Однажды, нагулявшись вдоволь и уморившись, они возвращались с поля домой и забрели на гумно. Оно находилось в конце двора и казалось самой огромной и страшной из всех построек. Там же был овин, где держали соломенное чучело, которое таскают на масленицу, и самое скверное — тут было много пустого места. У стены овина стояли две колоды, на которые обычно садились веяльщики, и торчало что-то непонятное — шкафчик не шкафчик, а нечто вроде каменной печурки на четырех ножках. В этой переносной печке молотильщики жгли щепки, чтобы осветить помещение, не боясь, что может загореться солома. С появлением керосина эти печурки исчезли.
— Дядюшка, давай разведем огонь, — предложил Адомукас, поблескивая глазенками.
— Давай, — согласился дядя. Он не умел отказывать своему приятелю.
Друзья набрали щепок, развели огонь, уселись на колодах по обе стороны печурки и с радостью заметили, что теперь они — самые настоящие привидения в этом огромном строении. Свет, проникающий в открытую дверь, до них не доходил, поэтому лица дяди и племянника были озарены только алыми отблесками огня, отчего они и впрямь казались друг другу удивительными существами.
— Давай картошку печь! — неожиданно всплеснул руками Адомукас, припомнив, как подпаски делают это в поле.

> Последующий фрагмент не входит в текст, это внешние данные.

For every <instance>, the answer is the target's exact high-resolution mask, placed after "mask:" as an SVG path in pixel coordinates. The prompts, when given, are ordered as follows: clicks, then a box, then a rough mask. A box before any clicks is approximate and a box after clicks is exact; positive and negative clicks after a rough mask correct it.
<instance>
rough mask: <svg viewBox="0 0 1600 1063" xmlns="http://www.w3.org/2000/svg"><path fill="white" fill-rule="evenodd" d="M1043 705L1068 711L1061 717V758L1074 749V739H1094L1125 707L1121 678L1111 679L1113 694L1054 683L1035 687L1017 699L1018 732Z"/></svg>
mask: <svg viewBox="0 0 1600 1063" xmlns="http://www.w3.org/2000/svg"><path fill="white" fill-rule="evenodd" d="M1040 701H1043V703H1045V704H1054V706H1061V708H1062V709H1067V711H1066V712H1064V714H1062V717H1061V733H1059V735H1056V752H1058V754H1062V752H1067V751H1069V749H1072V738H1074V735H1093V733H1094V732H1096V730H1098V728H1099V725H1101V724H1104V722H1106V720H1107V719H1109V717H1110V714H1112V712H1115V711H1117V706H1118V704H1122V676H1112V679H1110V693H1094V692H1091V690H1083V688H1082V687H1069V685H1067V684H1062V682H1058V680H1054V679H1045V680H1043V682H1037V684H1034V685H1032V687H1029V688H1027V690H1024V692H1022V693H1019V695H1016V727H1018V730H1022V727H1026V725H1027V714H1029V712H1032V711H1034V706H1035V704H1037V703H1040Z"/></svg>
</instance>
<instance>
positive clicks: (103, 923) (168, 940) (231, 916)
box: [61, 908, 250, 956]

— Тогда сам и неси. Ты шустрее, — согласился дядя. Но Адомукас не захотел лезть в подпол чулана. Пришлось пойти дяде. Он велел Адомукасу подождать у дверей гумна, раз уж мальчик боится оставаться один.
— Нам бы еще маслица раздобыть! — мечтательно сказал мальчик.
Дяде стало жаль ребенка, но он решительно отрезал:
— Это можно, да только что нам мать скажет, коли заметит, что мы без спроса поживились, а?
— Не заметит, не заметит! — оживился Адомукас. — Да она и сама бы дала, только ее дома нет.
— Ясное дело, дала бы, но тебе, а не мне. Мне, брат, не дала бы, — запротестовал дядя. Адомукасу стало жаль дядюшку, и он, взяв его за руку, силком потащил в чулан, где стоял старинный поставец. Он был заперт, а ключ спрятан в другом месте. Во всяком случае, поиски его ни к чему не привели. Тогда дядя, поколебавшись, взял какую-то железку и с ее помощью открыл самый заурядный железный засов который только назывался замком. Внутри стояла большая кринка, едва ли не доверху набитая маслом. И даже ложка оставлена — бери на здоровье. Дядя соскреб ею тонкий слой сверху и протянул ребенку.
Ну и пир они закатили! Самая настоящая картошка в мундире с подрумяненной корочкой! Адомукас ел, только за ушами трещало, и заставлял дядю брать маслице. Оба вошли во вкус и повторили по второму и третьему разу.
Довидене была бережливой, чтобы не сказать жадной, хозяйкой, особенно скупилась она на сливочное масло и топленую сметану; с этим угощением легко можно выйти из положения, если нагрянет гость. Пускать на продажу не было резона, поскольку платили всего-навсего по двугривенному за фунт (40 грошей). Вот и выходило, что пол-ложки съеденного ими масла стоили один грош, не больше, а весь причиненный ущерб составлял от силы гривенник. Но это не помешало хозяйке взбелениться, когда она заметила, что кто-то полакомился маслом.
С тех пор она все уши прожужжала домочадцам про домового, который, мол, транжирит ее добро. Довидене сверлила каждого из них колючими, злыми глазами, подолгу задерживая взгляд на старике и Адомукасе. Но никто из них ни взглядом, ни неосторожным движением не выдал себя, поэтому никого нельзя было заподозрить в тайных делишках. А раз они невиновны, то и уписывали за обе щеки, и какое им было дело до хозяйкиных неприятностей или просто очередных придирок, которых на их долю доставалось без счета. Раполас по обыкновению в ответ на нападки невестки и ухом не повел. Правда, Адомукас еще не соображал, каким тяжким грехом является «кража», особенно масла, однако догадывался, что матушка не похвалила бы их обоих, в особенности дядю, и оттого он с поистине недетским упорством хранил молчание, с артистическим хладнокровием делал свое дело или ел, не замечая материнского взгляда, между прочим, довольно выразительного.